The high-level goal of this package is to define a new interface for dictionary and set structures which is convenient and efficient for functional data manipulation - including operations such as non-scalar indexing, broadcasting, mapping, filtering, reducing, grouping, and so-on. While Julia comes with built-in AbstractDict
and AbstractSet
supertypes, the interfaces for these are not as well established or generic as for AbstractArray
, the built-in dictionaries implement less of the common data manipulation operations compared to arrays, and it is difficult to work with them in a performant manner.
In this package we aim to devise a cohesive interface for abstract dictionaries (or associative maps), having the common supertype AbstractDictionary
. A large part of this is working with indices (of arbitrary type) as well as convenient and efficient iteration of the containers. A second goal is to make dictionary manipulation more closely resemble array manipulation, to make it easier for users. Simultaneously, we are pushing the performance of working with dictionaries to be closer to that of working with arrays.

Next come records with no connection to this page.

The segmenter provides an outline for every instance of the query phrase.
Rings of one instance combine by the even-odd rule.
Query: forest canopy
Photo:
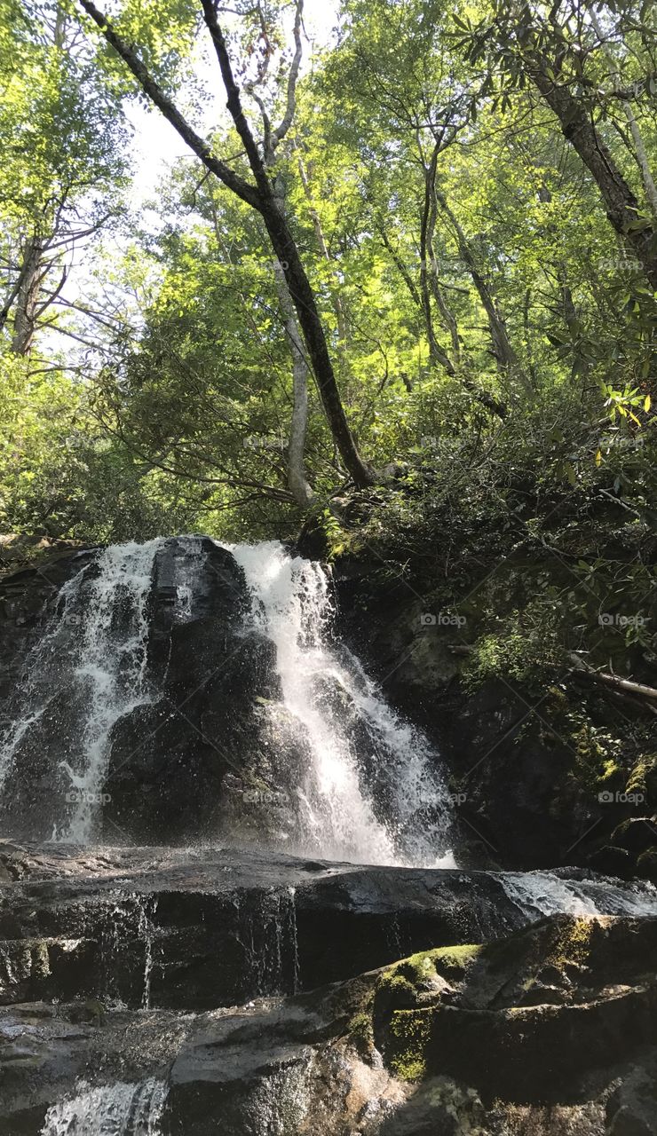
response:
[[[655,531],[654,6],[0,6],[2,533]]]

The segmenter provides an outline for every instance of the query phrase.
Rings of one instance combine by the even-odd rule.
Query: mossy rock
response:
[[[396,1010],[390,1022],[388,1060],[400,1080],[422,1080],[432,1010]]]
[[[646,849],[637,860],[637,874],[657,884],[657,845]]]

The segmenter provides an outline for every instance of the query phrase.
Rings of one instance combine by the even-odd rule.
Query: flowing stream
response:
[[[94,841],[113,729],[138,707],[157,703],[148,670],[149,596],[156,557],[166,543],[131,542],[99,552],[64,584],[25,661],[20,705],[0,740],[0,788],[10,796],[22,752],[30,771],[32,753],[44,744],[48,749],[44,722],[51,703],[66,694],[73,727],[49,754],[57,840]],[[356,863],[454,867],[452,808],[439,755],[394,713],[358,659],[333,636],[326,571],[278,542],[223,548],[244,574],[250,599],[244,634],[263,635],[274,649],[281,702],[269,709],[282,710],[293,724],[302,755],[300,771],[289,771],[281,794],[297,834],[284,851]],[[200,537],[176,540],[178,623],[192,619],[206,559]],[[65,794],[55,785],[63,776]],[[650,885],[550,871],[498,875],[526,912],[657,909]]]
[[[399,720],[354,655],[331,643],[322,567],[276,541],[231,551],[247,578],[253,625],[274,643],[285,711],[308,740],[310,760],[297,786],[297,851],[454,867],[438,755]]]
[[[42,1136],[160,1136],[166,1084],[153,1078],[136,1084],[77,1085],[75,1095],[53,1104]]]

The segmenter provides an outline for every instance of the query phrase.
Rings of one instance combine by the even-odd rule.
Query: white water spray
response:
[[[166,1085],[149,1078],[91,1088],[80,1081],[74,1096],[45,1114],[41,1136],[160,1136]]]
[[[454,863],[435,754],[358,662],[341,662],[328,646],[332,608],[321,566],[278,542],[231,551],[247,578],[253,625],[275,645],[285,710],[308,741],[310,766],[296,788],[302,838],[293,851],[360,863]],[[361,746],[349,736],[350,712],[363,727]]]
[[[88,843],[102,800],[111,729],[150,700],[147,690],[147,601],[160,541],[115,544],[101,553],[98,576],[88,588],[80,665],[88,712],[80,755],[63,761],[74,809],[65,840]]]

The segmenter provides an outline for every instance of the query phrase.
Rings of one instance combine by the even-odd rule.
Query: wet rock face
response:
[[[181,618],[175,582],[185,566],[193,595]],[[242,571],[208,538],[192,554],[182,541],[166,542],[149,602],[153,700],[114,730],[105,835],[143,844],[199,840],[221,827],[226,775],[244,775],[261,747],[258,700],[278,694],[273,649],[244,626]]]
[[[38,708],[24,736],[15,728],[0,802],[2,830],[18,838],[66,832],[75,787],[64,762],[74,770],[89,765],[80,752],[93,682],[98,690],[98,671],[109,667],[100,655],[91,660],[97,677],[85,677],[99,556],[68,554],[0,583],[5,725],[19,726]],[[60,588],[78,574],[67,600]],[[108,642],[125,637],[130,610],[119,583],[107,626],[101,621]],[[107,776],[92,804],[97,838],[175,843],[221,832],[231,811],[227,775],[240,790],[242,779],[249,784],[269,744],[258,707],[280,696],[273,646],[249,629],[248,610],[242,570],[227,550],[207,537],[160,544],[144,611],[143,694],[110,728]],[[120,683],[120,660],[117,667]]]
[[[273,853],[0,844],[0,1002],[209,1009],[526,921],[498,880]]]

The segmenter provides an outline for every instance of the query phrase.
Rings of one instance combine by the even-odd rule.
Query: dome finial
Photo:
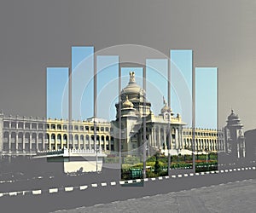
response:
[[[135,72],[130,72],[130,82],[135,82]]]

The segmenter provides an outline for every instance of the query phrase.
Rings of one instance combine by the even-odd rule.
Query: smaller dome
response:
[[[231,114],[229,115],[228,120],[237,120],[239,119],[238,116],[234,113],[234,110],[231,110]]]
[[[239,118],[238,115],[234,113],[233,109],[231,110],[231,114],[230,114],[228,117],[227,125],[228,126],[241,125],[240,123],[240,118]]]
[[[126,100],[123,102],[123,108],[132,108],[133,104],[128,100],[128,95],[126,95]]]
[[[163,113],[165,113],[165,112],[172,112],[172,109],[171,109],[171,107],[169,107],[168,106],[167,106],[167,104],[166,103],[165,103],[165,106],[164,106],[164,107],[162,107],[161,108],[161,113],[163,114]]]

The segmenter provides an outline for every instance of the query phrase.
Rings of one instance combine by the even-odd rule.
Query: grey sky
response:
[[[218,66],[219,126],[232,106],[254,129],[255,26],[254,0],[2,0],[0,109],[44,116],[45,68],[70,66],[71,46],[133,43]]]

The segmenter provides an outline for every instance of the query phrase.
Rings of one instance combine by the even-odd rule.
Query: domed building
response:
[[[231,110],[224,127],[226,151],[234,158],[243,158],[246,155],[243,125],[237,114]]]
[[[179,114],[174,117],[166,102],[160,113],[154,115],[146,92],[136,83],[134,72],[130,72],[128,85],[121,90],[120,102],[115,106],[116,120],[111,123],[114,151],[119,152],[120,148],[123,156],[143,153],[144,120],[147,154],[154,154],[152,152],[156,150],[166,154],[168,149],[183,148],[182,129],[186,124]]]

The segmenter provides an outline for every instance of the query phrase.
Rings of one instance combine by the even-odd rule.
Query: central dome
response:
[[[121,99],[125,101],[126,96],[129,100],[140,100],[145,97],[145,91],[135,81],[135,72],[130,72],[130,81],[128,85],[121,91]]]

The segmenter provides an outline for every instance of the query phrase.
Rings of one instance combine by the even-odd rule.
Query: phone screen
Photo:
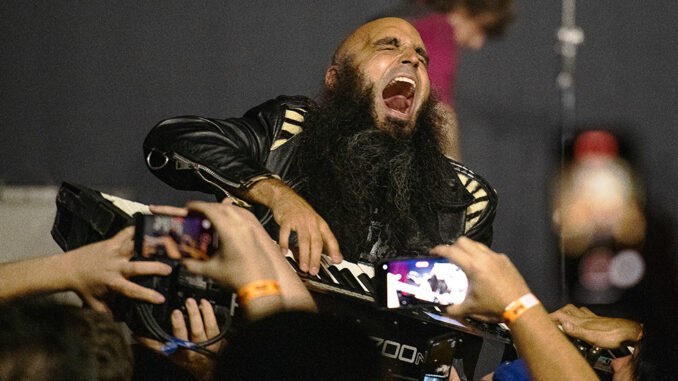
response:
[[[219,239],[203,216],[138,215],[136,252],[146,259],[191,258],[207,260]]]
[[[466,274],[445,258],[395,258],[379,263],[377,299],[387,308],[458,304],[466,298]]]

The largest departure from Base.AbstractDict
that users should be aware of is that dictionaries here iterate values, not key-value pairs. In return, you get the convenience of using your usual tools for arrays, and some performance gains.
For a very small taste of how the Dictionaries.jl interface can lead to performance improvements during an analytic workflow, consider the following example where we attempt to add 1
to the values of a hash-based dictionary. Not only is this easier for the programmer (using broadcast notation) but is also much more performant than the typical pattern with Base.Dict
. Of course, map
, reduce
, filter
and friends all work out-of-the-box, too.
julia> using Dictionaries, BenchmarkTools
julia> dictionary = HashDictionary(rand(Int64, 10_000_000), rand(Int64, 10_000_000));
julia> @btime dictionary .+ 1;
135.975 ms (22 allocations: 256.00 MiB)
julia> dict = Dict(rand(Int64) => rand(Int64) for _ in 1:10_000_000);
julia> @btime Dict(k => v+1 for (k,v) in dict);
10.283 s (73 allocations: 541.17 MiB)
(Note - the thing impacting performance most here is that the Dict
is constructed by inserting the elements and iteratively building a new hashmap, while broadcasting over the HashDictionary
preserves the keys and hashmap, creating only new values in the valid slots).
This is a young package, and contributions are of course very welcome. I am currently working on integrating this with SplitApplyCombine.jl, particularly such that the group
family of functions return a Dictionaries.jl dictionary.
For Julia Base
developers, this package combines the ideas discussed during Julia 1.0 development, particulary the Juleps #24019 and #25904, the (unmerged) PRs #24508 and #25013, the non-scalar indexing proposal #30845 , the discussion of dictionary iteration in #22194 and a variety of other work which was merged at that time.